Forse la lingua “più difficile” studiata da molti anglofoni è il latino. Qui, tutti i sostantivi sono declinati in casi, caratterizzato da una terminazione che identifica la funzione della parola in una frase (soggetto, oggetto, possessivo e così via). Ci sono sei casi e cinque modi per declinare i verbi in relazione con i casi. Questo sistema, con tutte le eccezioni, è stato per anni una tortura scolastica di molti bambini; ma ha dato flessibilità all’ordine delle parole alla lingua. Se il soggetto ha la sua terminazione, non è necessario metterlo ad inizio frase. Questa abilità ha permesso ai bambini dei tempi passati di apprezzarne la grandiosità e di sentirsi orgogliosi nel dominarla bene. Conosce il latino (e il greco antico, che presenta problematiche simili) per molto tempo fu il tratto distintivo di una persona istruita. Ma il latino e il greco sono così difficili? Questo due fratelli di sangue dell’inglese, all’interno della famiglia delle lingue indoeuropee, sono un gioco da ragazzi se comparate ad altre lingue. Le lingue tendono a diventare “più difficili” più si allontanano dall’inglese e i suoi parenti linguistici. Mettendo in evidenza come le lingue siano difficoltose per un parlante inglese, stileremo una guida di come le lingue differiscano tra loro.

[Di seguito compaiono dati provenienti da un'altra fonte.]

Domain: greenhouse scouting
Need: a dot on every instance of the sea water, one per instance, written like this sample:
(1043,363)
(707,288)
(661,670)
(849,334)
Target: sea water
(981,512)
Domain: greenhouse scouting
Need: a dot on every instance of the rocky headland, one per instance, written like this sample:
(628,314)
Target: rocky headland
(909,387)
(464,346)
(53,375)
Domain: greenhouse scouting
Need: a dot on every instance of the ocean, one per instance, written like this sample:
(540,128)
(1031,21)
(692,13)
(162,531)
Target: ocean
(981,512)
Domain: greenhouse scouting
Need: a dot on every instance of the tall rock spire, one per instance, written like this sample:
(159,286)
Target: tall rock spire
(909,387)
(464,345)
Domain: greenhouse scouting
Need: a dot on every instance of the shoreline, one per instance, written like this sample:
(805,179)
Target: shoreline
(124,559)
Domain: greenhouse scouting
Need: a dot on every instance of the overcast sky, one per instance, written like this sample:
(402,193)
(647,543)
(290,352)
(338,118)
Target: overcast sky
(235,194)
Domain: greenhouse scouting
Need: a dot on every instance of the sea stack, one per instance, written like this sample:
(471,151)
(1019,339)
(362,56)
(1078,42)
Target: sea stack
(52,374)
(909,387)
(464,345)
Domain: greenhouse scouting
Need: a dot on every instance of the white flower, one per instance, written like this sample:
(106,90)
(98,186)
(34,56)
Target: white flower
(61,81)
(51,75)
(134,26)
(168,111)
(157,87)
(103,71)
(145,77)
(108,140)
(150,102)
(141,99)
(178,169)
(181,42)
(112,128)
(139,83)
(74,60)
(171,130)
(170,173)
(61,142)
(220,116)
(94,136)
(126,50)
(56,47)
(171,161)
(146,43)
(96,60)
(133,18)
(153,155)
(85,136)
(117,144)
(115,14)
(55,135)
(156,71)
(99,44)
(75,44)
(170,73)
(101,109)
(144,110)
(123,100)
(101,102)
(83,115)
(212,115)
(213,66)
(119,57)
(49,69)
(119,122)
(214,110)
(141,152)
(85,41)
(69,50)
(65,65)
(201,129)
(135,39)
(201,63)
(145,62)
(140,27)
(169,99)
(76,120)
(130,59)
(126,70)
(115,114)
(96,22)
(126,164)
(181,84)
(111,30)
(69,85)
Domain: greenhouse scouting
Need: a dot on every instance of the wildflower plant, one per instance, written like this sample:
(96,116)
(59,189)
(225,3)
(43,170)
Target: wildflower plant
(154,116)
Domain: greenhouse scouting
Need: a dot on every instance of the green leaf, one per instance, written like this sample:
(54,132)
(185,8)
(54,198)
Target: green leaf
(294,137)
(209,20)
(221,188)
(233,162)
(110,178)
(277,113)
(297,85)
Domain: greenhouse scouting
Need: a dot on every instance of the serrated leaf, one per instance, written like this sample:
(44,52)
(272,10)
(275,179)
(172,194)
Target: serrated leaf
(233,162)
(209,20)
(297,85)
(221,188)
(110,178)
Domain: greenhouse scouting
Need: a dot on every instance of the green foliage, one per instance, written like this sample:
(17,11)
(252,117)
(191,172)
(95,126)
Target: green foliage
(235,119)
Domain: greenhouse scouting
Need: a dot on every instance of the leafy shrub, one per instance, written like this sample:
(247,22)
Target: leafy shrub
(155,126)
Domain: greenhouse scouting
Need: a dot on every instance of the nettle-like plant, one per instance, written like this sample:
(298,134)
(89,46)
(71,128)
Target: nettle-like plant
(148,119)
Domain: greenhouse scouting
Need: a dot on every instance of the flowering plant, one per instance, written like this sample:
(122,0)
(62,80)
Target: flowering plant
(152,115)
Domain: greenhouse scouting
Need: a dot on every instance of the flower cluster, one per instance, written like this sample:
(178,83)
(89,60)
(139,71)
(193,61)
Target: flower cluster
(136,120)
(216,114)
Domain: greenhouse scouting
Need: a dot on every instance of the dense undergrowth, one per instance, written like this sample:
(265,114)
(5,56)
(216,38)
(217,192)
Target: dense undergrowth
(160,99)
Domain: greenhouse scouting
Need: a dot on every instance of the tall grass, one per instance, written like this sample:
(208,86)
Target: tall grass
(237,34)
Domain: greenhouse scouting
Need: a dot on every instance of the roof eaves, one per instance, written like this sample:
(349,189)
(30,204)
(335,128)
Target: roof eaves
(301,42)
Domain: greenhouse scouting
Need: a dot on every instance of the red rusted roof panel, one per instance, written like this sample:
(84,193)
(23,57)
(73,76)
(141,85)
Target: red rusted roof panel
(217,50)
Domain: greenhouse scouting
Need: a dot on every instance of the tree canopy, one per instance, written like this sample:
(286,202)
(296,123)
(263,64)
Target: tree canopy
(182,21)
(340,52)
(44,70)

Ancora prima di imparare anche solo una parola, lo straniero è colpito da quanto lingue possano suonare in maniera diversa. La r uvulare del francese e la ch fricativa, glottale del tedesco (e dello scozzese) sono essenziali per immaginare queste lingue e i loro oratori. Ma alcuni sistemi fonetici possono essere molto più difficili. Le vocali, ad esempio, vanno ben oltre le comuni a, e, i, o, u, e, a volte, y. Queste lettere rappresentano più di cinque o sei suoni in inglese (si consideri la a in father, fate e fat). Le vocali delle lingue europee hanno variazioni più ampie; pensare a quelle con dieresi della lingua tedesca, o quelle nasali francesi, portoghesi e polacche.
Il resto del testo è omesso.